Hablar de visualidad implica, como es sabido, el cerebro óptico. Una estructura más amplia que comprende el globo ocular y la zona de la corteza cerebral de la que depende la visión, denominada “sistema retinex” (de retina y córtex).
La psicología de la visión sobrepasa la percepción artística, las imágenes, y coloca “todo lo que se ve” en relación con el ojo. Todo lo que es visible es competencia ocular: todas las miradas están sometidas a las reglas de la visualidad. Se define así un ángulo desde el cual cualquier estructura visual puede ser juzgada. La consecuencia es evidente: se extiende a todas las cosas del mundo, sean de la índole que sean, ya que poseen un carácter de elementos visivos por el simple hecho de “estar ahí”. Toda cosa, además de las otras funciones que pueda cumplir, es contemplada, vista por los hombres.
El concepto de Comunicación Visual se inspira en el principio de Visualidad.
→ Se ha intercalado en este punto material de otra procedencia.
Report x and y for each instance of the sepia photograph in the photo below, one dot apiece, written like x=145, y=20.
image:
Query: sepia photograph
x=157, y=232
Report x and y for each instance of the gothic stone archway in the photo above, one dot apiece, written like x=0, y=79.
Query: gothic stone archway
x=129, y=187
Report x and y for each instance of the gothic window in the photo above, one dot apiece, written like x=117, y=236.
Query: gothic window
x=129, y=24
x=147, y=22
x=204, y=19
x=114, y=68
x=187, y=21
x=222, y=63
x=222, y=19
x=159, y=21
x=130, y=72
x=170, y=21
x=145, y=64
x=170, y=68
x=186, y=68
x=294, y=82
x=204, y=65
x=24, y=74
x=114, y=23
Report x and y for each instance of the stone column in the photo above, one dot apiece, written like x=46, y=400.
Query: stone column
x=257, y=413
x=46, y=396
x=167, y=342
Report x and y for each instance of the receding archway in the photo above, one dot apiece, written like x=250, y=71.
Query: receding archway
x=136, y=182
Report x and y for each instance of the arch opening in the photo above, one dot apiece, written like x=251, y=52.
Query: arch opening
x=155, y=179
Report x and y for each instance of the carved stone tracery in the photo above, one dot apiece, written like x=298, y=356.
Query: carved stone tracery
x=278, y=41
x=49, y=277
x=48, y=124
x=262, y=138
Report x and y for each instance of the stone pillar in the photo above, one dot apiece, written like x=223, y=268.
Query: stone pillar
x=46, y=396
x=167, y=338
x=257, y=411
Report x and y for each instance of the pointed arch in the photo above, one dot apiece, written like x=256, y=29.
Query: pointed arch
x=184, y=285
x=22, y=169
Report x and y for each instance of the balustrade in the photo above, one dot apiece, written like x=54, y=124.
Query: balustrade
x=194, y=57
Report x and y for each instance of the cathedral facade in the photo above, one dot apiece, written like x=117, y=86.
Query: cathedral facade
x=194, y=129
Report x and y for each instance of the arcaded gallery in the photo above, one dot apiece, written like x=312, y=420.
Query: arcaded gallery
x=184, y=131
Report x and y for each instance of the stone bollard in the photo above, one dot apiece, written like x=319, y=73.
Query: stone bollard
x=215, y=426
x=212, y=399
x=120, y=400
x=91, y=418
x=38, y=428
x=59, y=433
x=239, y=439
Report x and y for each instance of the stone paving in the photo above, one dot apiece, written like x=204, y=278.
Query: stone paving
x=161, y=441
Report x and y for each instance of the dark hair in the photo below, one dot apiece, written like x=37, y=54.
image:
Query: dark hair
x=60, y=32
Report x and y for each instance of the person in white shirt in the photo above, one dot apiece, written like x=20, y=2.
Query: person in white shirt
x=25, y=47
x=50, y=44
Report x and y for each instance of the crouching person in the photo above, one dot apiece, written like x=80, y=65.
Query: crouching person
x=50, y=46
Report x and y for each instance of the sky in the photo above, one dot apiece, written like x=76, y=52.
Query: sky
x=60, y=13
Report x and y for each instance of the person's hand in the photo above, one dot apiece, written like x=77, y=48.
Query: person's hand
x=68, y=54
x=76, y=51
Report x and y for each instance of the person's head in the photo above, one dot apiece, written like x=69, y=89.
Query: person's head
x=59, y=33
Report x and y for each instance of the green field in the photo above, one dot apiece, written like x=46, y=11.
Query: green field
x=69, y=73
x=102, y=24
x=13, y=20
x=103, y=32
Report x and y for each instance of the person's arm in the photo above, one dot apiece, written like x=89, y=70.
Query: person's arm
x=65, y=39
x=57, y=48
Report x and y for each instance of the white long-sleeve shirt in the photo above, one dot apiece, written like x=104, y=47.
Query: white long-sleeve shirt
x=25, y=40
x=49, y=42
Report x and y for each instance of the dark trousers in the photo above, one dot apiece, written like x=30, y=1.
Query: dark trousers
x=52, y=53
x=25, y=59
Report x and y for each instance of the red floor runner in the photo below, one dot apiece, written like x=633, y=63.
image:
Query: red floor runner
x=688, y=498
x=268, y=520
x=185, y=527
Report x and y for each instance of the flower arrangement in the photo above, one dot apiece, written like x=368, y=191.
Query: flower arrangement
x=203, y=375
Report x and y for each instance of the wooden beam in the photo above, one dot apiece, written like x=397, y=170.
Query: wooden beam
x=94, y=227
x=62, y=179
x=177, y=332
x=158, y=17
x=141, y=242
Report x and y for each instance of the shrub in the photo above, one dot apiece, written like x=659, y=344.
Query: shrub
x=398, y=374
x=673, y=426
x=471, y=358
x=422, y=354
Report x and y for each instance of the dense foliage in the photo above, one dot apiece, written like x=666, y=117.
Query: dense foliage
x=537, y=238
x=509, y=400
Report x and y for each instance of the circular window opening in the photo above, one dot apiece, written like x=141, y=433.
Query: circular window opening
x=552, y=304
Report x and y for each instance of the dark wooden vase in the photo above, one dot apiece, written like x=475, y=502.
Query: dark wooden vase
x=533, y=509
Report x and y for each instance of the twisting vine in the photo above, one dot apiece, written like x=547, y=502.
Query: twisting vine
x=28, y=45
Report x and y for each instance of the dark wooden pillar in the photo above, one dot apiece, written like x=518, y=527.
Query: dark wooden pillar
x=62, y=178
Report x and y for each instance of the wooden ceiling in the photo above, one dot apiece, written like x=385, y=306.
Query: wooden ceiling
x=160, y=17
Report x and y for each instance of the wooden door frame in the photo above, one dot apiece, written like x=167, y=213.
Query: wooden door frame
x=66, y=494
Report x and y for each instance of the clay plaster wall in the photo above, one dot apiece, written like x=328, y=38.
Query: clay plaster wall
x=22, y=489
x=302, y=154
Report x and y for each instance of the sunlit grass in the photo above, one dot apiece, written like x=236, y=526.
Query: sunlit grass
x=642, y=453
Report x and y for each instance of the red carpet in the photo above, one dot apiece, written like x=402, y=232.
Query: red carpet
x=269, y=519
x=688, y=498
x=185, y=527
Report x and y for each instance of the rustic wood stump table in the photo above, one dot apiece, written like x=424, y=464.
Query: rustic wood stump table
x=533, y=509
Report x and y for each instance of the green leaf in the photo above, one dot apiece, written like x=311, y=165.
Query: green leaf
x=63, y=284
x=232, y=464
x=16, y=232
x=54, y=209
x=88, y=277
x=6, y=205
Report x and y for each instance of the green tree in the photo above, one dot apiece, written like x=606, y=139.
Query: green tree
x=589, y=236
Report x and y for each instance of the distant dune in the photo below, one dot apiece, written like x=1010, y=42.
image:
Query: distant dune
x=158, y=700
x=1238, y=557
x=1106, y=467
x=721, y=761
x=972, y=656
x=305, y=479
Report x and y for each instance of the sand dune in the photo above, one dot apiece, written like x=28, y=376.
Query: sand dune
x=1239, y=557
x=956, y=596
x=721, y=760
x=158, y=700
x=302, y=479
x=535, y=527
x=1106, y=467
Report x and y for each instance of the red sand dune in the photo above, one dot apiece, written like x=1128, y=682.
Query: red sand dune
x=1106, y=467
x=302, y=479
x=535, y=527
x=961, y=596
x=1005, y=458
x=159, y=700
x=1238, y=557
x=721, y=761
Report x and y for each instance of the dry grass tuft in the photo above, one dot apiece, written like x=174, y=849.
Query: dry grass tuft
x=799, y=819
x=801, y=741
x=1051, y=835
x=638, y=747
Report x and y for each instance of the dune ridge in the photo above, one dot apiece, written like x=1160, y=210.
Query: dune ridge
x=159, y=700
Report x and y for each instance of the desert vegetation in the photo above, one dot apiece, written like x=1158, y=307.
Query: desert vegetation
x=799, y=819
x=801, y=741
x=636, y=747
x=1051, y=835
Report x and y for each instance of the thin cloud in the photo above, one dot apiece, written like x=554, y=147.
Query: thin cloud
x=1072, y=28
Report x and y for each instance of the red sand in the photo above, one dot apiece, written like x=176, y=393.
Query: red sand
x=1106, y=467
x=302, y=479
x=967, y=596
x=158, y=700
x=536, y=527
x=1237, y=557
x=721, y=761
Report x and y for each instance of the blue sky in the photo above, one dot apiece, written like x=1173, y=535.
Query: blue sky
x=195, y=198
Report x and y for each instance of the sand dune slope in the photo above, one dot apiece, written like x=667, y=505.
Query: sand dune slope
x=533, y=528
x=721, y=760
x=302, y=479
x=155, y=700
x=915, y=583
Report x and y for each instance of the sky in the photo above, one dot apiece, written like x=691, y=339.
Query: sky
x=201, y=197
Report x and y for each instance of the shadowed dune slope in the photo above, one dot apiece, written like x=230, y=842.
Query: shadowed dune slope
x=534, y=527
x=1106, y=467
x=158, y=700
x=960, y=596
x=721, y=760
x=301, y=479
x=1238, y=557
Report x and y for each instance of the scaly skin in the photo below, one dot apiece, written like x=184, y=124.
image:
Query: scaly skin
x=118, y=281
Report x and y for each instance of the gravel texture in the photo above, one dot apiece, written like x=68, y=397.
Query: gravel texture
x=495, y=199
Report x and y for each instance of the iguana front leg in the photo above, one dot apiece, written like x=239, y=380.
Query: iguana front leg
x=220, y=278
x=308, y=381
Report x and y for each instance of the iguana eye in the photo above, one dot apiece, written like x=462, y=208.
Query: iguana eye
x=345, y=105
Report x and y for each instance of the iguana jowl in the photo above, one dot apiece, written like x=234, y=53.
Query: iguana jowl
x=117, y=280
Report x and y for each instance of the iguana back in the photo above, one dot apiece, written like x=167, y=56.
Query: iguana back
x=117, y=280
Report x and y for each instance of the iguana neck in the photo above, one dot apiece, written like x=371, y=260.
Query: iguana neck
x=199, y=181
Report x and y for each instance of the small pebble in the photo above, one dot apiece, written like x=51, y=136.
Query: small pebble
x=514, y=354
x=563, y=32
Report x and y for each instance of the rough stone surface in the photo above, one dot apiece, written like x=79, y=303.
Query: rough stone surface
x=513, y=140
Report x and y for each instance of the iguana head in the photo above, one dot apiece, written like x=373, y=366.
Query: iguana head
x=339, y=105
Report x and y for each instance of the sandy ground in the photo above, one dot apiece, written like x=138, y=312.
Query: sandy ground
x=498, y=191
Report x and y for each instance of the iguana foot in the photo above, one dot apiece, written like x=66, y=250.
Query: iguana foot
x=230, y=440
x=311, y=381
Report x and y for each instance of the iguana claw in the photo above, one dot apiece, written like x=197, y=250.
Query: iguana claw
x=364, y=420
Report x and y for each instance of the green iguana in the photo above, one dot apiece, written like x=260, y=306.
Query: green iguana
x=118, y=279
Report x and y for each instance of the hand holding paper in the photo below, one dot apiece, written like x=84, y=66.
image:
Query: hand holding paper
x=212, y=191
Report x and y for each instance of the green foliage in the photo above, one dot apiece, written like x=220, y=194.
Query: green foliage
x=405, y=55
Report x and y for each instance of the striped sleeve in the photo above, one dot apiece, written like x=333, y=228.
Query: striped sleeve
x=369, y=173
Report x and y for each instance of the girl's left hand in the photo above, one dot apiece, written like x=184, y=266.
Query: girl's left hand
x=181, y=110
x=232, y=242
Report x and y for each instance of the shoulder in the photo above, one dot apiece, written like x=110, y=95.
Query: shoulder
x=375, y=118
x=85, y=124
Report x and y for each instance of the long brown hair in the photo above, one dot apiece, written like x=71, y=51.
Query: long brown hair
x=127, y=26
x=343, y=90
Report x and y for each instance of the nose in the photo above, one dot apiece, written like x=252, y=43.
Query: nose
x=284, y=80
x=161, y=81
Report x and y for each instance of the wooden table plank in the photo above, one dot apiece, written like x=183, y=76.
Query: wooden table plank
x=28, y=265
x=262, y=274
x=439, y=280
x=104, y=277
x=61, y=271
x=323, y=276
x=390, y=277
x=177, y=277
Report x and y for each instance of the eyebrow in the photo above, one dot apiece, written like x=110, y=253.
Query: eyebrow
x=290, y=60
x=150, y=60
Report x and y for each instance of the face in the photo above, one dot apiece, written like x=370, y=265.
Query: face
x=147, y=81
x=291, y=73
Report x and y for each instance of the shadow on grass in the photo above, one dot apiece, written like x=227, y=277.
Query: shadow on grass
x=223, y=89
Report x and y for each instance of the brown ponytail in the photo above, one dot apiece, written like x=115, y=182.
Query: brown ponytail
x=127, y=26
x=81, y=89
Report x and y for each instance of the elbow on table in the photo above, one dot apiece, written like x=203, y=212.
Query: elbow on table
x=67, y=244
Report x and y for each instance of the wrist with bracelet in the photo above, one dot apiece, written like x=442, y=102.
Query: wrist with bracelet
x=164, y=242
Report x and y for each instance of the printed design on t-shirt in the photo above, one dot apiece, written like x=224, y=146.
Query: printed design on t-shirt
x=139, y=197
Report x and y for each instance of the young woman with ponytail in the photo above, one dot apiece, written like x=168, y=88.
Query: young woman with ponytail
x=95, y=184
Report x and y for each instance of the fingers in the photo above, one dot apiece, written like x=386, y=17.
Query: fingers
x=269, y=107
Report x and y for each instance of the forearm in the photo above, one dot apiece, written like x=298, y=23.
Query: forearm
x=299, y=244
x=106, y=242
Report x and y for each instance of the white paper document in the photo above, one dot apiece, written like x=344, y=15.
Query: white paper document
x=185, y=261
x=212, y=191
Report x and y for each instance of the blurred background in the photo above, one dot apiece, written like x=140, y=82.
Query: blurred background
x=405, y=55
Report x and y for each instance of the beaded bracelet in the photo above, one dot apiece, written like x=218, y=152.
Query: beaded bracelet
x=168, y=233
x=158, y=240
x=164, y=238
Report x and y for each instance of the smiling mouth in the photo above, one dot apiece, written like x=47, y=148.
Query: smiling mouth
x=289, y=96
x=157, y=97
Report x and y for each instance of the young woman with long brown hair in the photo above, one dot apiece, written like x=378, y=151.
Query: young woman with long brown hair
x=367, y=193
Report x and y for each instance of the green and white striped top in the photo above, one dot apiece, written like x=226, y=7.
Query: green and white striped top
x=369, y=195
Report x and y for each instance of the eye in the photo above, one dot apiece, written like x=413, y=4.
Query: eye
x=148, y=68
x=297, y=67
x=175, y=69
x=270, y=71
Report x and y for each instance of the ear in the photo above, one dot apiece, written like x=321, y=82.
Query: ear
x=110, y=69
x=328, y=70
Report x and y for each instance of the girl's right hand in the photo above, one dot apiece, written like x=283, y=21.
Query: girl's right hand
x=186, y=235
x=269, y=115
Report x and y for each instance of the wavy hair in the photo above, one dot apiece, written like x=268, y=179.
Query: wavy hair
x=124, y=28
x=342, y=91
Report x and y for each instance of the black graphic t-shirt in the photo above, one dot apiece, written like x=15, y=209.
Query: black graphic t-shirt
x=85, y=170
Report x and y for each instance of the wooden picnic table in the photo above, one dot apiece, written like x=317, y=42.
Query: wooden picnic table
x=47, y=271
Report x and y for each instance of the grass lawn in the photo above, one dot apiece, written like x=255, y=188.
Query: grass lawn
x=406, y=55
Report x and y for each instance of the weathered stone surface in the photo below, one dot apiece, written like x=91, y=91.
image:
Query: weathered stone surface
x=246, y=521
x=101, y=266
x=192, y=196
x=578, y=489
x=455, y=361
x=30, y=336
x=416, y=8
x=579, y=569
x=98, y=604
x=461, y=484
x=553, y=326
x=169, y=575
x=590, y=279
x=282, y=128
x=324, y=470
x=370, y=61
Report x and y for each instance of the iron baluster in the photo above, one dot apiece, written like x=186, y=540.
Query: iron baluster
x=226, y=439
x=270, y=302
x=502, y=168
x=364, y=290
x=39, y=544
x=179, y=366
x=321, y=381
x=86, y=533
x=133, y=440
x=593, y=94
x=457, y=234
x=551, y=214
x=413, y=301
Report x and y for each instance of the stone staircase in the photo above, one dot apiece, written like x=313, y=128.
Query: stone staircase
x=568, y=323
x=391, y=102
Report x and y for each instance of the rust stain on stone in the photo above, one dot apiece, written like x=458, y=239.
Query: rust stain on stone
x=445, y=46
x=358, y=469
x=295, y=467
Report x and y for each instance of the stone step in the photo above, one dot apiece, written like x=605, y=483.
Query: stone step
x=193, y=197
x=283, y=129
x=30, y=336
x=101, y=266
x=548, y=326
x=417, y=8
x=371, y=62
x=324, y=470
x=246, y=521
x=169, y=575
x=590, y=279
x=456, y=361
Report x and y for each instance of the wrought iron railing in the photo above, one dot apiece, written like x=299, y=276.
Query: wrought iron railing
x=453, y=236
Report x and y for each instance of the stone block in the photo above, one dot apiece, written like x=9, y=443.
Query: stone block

Y este principio está en la base misma de la Visualización.
1. Juan Cuatrecasas, El hombre, animal óptico.
2. Rochon-Duvigneaud, Les Yeux et la Vision des Vertebrés.
3. Lucien Gerardin, La bionique.
4. Rudolf Arnheim, Visual Thinking (1969).
5. Esto fue demostrado con las primeras fotografías del planeta Marte en blanco y negro, que el Spirit envió a la Nasa, donde todo el equipo de científicos, que celebraba el hecho con entusiasmo, quedaba a la espera de las próximas fotos, que serían en color y con las cuales obtendrían una mayor cantidad de información sobre el planeta rojo.
6. Joan Costa, Diseñar para los ojos (2019).
7. Jean Piaget, La répresentation de l’espace chez l’enfant.
8. Piaget, op. cit
9. Ernst Cassirer, El problema del Conocimiento.
10. Joan Costa, La esquemática. Visualizar la información (1998).
11. Cassirer, op. cit.
12. Michael S. Gazzaniga, “Dos cerebros en uno”.
13. Joan Costa, La imagen y el impacto psicovisual (1971).